D'après une étude menée en 2015 par l'Insee, le terme « salope » est l'insulte la plus utilisée à l'encontre des femmes dans l'espace public. Partant de ce constat, la rédactrice et journaliste
Adeline Anfray nous livre une enquête passionnante et passionnée sur l'origine et la signification de ce terme, tout en dressant le portrait de célèbres « salopes » ayant marqué
L Histoire par leurs actes, leur soif d'indépendance et leur résistance aux diktats patriarcaux. L'autrice s'interroge tout au long de l'ouvrage sur les notions de liberté (sexuelle, mais pas que) et de féminisme, intrinsèquement liées au terme de « salope » puisque ce dernier est utilisé pour nier la liberté des femmes : liberté d'avoir une vie sexuelle, mais aussi liberté d'investir l'espace public et politique, liberté de prendre la parole ou liberté de s'émanciper des injonctions patriarcales et/ou sociétales qui pèsent sur elles (comme le refus de la maternité, par exemple).
Richement documentée et empruntant la forme d'un court essai sociologique (moins de 150 pages), l'enquête de l'autrice fait la part belle aux interventions, aux témoignages, aux récits de vie et aux expertises de nombreuses personnes aux profils hétéroclites : journaliste, linguiste, cadre dans les médias, chercheuse en sociologie, retraitée hyperactive, chanteuse de pop-rock-rap, autrice, chef produit, programmateur, militante et bien d'autres.
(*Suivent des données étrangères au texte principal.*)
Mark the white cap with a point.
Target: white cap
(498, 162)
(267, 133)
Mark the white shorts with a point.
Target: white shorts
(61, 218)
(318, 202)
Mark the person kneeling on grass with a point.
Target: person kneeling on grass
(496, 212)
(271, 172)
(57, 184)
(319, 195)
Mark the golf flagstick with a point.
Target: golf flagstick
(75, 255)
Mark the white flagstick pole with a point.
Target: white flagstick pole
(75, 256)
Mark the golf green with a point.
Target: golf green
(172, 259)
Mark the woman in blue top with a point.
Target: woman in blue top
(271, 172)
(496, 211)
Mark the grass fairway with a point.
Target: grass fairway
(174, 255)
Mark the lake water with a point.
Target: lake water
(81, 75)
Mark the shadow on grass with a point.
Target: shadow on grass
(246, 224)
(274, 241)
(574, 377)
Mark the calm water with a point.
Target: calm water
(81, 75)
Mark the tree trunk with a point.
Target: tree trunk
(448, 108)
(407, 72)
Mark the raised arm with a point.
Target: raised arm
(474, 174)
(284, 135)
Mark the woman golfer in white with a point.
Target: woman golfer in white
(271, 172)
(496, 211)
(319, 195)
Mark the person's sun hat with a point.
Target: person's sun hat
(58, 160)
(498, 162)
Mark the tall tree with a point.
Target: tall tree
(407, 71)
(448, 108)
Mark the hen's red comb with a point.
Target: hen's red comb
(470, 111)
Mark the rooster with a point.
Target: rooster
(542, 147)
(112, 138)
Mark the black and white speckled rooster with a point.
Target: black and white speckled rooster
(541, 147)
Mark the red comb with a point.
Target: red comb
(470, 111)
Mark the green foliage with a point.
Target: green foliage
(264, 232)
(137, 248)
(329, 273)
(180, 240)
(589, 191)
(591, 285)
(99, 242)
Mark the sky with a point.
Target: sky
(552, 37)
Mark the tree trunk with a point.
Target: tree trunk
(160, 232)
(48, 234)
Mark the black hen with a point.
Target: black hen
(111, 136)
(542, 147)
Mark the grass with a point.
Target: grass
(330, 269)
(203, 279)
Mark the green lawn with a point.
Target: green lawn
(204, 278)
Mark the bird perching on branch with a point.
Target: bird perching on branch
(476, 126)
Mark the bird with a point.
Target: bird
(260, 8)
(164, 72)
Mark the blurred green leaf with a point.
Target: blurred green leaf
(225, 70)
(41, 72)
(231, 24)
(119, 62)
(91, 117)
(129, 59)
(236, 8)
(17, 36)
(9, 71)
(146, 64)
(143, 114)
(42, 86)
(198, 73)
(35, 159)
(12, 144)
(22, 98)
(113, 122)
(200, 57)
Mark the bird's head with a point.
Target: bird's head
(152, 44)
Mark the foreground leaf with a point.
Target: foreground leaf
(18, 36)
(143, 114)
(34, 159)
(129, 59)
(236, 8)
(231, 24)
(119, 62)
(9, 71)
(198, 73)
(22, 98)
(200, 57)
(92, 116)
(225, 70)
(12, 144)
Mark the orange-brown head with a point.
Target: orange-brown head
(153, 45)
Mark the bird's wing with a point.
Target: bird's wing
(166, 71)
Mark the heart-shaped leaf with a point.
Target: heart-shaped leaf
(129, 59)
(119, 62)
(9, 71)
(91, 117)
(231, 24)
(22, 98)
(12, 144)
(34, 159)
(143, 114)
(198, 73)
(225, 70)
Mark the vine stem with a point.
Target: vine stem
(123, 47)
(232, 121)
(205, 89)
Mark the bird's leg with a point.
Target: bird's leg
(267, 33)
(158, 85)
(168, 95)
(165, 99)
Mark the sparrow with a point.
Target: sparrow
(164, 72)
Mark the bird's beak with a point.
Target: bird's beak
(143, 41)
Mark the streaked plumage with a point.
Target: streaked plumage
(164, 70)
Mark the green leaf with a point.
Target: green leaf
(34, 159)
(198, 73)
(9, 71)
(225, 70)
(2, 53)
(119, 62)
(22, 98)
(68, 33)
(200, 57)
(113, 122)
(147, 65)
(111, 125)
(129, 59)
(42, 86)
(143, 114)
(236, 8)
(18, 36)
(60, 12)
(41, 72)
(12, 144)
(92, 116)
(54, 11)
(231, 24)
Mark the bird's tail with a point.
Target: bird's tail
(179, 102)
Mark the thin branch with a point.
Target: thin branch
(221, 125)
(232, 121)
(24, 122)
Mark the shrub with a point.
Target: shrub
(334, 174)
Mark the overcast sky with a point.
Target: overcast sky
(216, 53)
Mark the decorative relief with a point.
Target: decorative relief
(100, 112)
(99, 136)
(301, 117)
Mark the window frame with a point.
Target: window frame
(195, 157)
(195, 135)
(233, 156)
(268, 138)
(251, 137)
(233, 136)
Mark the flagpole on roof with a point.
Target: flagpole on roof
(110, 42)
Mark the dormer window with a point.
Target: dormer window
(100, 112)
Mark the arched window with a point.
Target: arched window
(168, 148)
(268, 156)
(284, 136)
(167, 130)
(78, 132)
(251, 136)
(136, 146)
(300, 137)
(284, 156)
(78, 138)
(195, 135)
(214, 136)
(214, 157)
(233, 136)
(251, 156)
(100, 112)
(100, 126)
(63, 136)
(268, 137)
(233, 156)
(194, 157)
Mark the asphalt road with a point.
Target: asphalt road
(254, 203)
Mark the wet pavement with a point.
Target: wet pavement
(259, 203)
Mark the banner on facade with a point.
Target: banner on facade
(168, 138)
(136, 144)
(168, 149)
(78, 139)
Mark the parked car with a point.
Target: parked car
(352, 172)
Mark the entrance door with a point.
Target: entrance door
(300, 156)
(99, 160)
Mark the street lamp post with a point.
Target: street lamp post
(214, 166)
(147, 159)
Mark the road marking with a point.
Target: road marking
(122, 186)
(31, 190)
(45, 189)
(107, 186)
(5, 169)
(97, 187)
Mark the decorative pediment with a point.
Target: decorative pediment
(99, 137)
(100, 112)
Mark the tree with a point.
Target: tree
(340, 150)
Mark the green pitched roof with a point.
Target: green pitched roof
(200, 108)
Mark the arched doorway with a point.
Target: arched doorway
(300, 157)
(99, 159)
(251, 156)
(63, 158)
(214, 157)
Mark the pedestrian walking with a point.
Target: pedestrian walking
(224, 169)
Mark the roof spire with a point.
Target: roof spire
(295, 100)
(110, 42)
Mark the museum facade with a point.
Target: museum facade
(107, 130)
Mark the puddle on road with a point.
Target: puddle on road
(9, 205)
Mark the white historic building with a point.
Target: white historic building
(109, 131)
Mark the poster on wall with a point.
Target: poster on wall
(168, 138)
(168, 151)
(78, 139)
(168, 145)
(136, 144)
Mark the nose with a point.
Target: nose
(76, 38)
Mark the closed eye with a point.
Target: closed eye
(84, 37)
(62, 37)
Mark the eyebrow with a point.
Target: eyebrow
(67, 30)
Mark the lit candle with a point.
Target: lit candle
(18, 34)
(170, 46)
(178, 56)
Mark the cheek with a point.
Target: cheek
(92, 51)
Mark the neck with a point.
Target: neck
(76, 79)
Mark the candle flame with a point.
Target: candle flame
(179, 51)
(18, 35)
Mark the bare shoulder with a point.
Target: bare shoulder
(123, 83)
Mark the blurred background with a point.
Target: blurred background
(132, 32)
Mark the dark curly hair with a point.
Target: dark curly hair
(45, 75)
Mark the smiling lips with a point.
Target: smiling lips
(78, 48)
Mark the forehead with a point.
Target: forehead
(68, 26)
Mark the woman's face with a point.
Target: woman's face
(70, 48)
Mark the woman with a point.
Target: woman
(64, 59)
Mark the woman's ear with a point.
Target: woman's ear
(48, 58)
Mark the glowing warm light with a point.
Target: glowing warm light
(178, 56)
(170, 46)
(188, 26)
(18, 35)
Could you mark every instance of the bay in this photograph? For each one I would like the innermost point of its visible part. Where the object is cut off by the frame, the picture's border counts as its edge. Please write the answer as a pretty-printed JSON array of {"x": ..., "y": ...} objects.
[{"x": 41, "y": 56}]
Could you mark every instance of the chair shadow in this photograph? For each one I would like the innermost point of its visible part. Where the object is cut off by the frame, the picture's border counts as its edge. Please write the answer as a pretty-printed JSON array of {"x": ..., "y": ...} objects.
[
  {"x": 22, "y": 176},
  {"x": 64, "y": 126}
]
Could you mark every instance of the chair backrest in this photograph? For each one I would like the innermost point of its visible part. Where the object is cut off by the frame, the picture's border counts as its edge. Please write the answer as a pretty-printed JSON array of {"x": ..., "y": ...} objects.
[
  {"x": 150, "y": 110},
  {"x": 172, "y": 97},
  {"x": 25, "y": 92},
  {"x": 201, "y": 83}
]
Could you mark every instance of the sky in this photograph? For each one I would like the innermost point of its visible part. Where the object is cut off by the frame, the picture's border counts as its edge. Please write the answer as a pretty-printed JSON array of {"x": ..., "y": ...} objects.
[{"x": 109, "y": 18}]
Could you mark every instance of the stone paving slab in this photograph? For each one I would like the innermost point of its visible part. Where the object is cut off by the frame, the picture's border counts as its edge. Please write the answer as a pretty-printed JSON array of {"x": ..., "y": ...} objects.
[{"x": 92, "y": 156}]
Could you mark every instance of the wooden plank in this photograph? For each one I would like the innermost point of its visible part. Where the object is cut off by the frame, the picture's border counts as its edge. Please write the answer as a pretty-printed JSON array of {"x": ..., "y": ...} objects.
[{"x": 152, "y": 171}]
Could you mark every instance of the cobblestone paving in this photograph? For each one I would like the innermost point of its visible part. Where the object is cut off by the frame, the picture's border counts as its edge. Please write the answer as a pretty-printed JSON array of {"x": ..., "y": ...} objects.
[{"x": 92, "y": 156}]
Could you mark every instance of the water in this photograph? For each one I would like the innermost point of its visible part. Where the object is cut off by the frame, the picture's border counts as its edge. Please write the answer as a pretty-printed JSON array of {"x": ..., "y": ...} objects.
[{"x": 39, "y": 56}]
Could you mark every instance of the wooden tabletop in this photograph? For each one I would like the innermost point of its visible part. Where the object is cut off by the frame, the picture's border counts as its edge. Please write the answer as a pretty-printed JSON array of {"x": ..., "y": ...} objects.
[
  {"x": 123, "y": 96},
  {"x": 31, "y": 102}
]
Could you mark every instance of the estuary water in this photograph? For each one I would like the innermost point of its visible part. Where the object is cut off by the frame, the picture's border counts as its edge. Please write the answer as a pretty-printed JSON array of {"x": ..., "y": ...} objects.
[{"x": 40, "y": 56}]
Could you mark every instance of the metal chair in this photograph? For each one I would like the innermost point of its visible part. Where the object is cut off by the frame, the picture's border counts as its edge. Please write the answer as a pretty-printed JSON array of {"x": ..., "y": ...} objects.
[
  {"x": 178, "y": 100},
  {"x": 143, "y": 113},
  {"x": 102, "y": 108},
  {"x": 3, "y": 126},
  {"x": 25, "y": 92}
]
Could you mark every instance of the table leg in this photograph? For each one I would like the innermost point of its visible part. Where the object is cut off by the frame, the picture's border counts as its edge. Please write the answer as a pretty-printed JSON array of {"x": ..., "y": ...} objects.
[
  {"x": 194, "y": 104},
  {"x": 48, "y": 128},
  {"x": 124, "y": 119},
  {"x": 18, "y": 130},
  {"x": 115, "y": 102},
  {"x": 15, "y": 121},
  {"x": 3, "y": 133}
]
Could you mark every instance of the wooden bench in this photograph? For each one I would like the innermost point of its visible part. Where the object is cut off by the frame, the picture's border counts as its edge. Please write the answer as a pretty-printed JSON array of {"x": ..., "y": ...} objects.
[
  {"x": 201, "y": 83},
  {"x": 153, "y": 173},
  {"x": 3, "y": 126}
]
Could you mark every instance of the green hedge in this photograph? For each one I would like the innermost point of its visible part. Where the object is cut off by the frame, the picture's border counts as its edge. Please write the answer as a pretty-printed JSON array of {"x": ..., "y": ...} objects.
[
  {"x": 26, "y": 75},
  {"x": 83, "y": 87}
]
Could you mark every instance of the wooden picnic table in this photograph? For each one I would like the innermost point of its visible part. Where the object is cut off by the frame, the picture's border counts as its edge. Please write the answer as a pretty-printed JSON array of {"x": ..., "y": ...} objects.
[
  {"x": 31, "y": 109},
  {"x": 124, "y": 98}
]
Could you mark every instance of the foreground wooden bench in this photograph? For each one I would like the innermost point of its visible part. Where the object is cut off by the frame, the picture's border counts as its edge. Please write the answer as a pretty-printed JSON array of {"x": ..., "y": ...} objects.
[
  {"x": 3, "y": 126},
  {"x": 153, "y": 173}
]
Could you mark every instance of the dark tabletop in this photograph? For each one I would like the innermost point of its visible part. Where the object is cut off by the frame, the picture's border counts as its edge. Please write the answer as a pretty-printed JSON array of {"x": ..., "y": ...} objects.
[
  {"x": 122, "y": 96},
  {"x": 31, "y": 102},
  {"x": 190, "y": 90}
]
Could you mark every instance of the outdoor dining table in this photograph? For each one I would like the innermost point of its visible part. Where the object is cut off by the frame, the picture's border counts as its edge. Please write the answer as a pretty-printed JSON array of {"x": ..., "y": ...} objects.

Si elle apporte une indéniable diversité de points de vue et un enrichissement du propos, cette pluralité d'intervenants m'a laissé, par moment, un sentiment mitigé de « joyeux fourre-tout ». Se posait parfois la question de savoir pourquoi telle ou telle personne intervenait sur le sujet, et si je dois reprocher un petit quelque chose à cet ouvrage, ce serait de ne pas toujours avoir indiqué clairement ses intentions et ses ambitions quant aux intervenants non spécialistes (on comprend facilement, par exemple, pour quelles raisons est sollicitée une chercheuse du CNRS travaillant sur des questions de sexualité et de conjugalité, un peu moins celles qui font intervenir l'anonyme Sébastien T. seulement présenté comme un « mec chanmé »). Il me semble, au final, qu'il s'agissait de recueillir des opinions et des témoignages divers et variés afin de constituer un terrain d'enquête.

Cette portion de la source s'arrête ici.